DO-178C and DO-278A require several activities to be executed “with independence”, with independence being defined as “separation of responsibilities which ensures the accomplishment of objective evaluation”.
Open questions and issues
Software failure rates
In system safety engineering, it is common to allocate upper bounds for failure rates of subsystems or components. It must then be shown that these subsystems or components do not exceed their allocated failure rates, or otherwise redundancy or other fault tolerance mechanisms must be employed. This approach is not practicable for software.Software failure rates cannot be predicted with any confidence.

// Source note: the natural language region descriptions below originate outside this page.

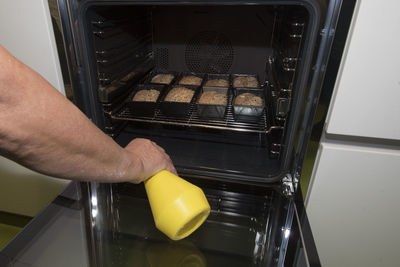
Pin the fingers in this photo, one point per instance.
(153, 158)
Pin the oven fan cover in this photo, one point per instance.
(209, 52)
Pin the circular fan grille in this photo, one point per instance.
(209, 52)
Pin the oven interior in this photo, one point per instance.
(231, 154)
(130, 44)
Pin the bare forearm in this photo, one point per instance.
(42, 130)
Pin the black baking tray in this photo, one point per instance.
(154, 73)
(245, 112)
(234, 76)
(184, 74)
(143, 108)
(177, 109)
(215, 77)
(210, 111)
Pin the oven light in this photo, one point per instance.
(94, 213)
(287, 233)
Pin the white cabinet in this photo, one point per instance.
(27, 32)
(367, 100)
(353, 206)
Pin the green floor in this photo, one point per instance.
(10, 226)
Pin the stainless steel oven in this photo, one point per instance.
(247, 158)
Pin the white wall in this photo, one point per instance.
(352, 200)
(26, 31)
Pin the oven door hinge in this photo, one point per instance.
(289, 184)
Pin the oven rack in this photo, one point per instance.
(192, 119)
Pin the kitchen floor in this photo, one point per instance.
(10, 226)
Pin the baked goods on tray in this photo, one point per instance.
(217, 83)
(146, 96)
(162, 78)
(248, 99)
(190, 80)
(245, 81)
(213, 98)
(179, 94)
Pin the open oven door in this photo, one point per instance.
(83, 227)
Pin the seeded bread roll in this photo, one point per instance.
(146, 96)
(179, 94)
(213, 98)
(248, 99)
(162, 78)
(245, 81)
(191, 80)
(217, 82)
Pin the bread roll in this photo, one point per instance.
(191, 80)
(217, 82)
(146, 96)
(162, 78)
(245, 81)
(248, 99)
(179, 94)
(213, 98)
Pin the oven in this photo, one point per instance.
(247, 157)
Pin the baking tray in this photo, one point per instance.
(210, 111)
(184, 74)
(177, 109)
(154, 73)
(234, 76)
(245, 112)
(143, 108)
(215, 77)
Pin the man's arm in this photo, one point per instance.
(42, 130)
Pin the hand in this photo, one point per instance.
(152, 158)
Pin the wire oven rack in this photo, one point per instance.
(192, 119)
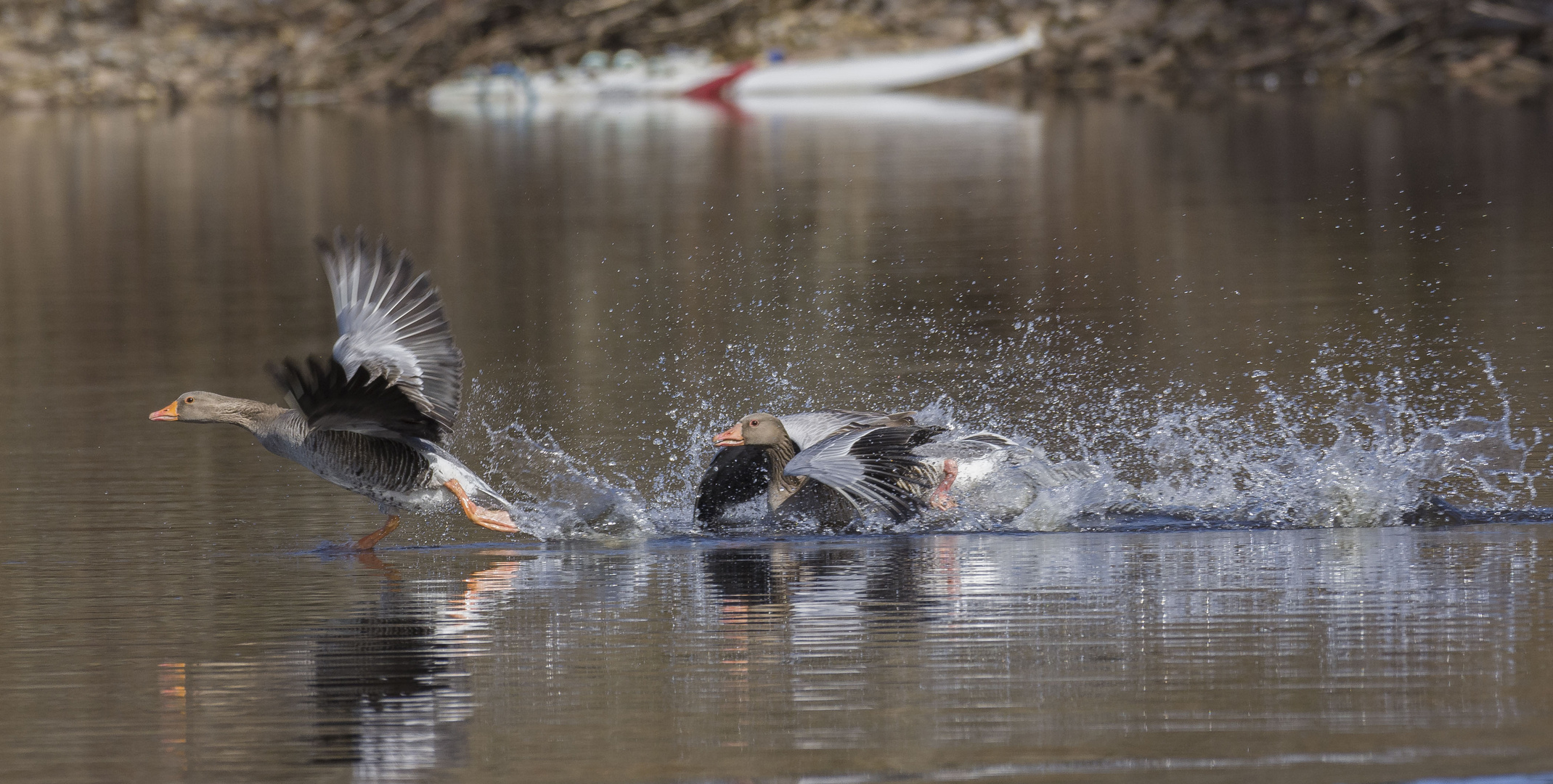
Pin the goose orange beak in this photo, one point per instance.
(732, 437)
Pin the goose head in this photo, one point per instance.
(755, 430)
(204, 407)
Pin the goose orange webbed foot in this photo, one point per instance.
(493, 519)
(370, 541)
(940, 497)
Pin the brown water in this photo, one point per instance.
(1272, 327)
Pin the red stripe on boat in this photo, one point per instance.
(713, 89)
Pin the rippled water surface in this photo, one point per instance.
(1268, 330)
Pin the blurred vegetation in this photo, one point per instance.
(106, 52)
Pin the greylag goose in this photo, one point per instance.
(370, 417)
(823, 465)
(923, 467)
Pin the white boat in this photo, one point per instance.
(696, 76)
(883, 72)
(595, 78)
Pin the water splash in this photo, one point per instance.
(1351, 447)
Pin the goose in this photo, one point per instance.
(823, 465)
(868, 458)
(370, 417)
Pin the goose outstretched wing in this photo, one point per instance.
(870, 466)
(392, 325)
(395, 372)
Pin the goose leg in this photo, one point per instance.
(493, 519)
(940, 497)
(370, 541)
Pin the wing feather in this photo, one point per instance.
(735, 475)
(394, 327)
(811, 428)
(359, 402)
(870, 466)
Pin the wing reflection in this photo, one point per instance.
(390, 682)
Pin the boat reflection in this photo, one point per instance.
(687, 114)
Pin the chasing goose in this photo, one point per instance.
(370, 417)
(823, 465)
(831, 465)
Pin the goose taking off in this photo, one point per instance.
(830, 465)
(370, 417)
(823, 465)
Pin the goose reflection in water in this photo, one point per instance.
(388, 684)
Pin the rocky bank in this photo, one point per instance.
(294, 52)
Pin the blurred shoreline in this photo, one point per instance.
(323, 52)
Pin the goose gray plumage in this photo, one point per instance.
(921, 467)
(370, 417)
(820, 465)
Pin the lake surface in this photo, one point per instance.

Although significant research in the field of software reliability has been conducted, current software safety standards do not require any of these methods to be used or even discourage their usage, e.g. DO178C states: “Many methods for predicting software reliability based on developmental metrics have been published, for example, software structure, defect detection rate, etc. This document does not provide guidance for those types of methods, because at the time of writing, currently available methods did not provide results in which confidence can be placed.” ARP 4761 clause 4.1.2 states that software design errors “are not the same as hardware failures. Unlike hardware failures, probabilities of such errors cannot be quantified.”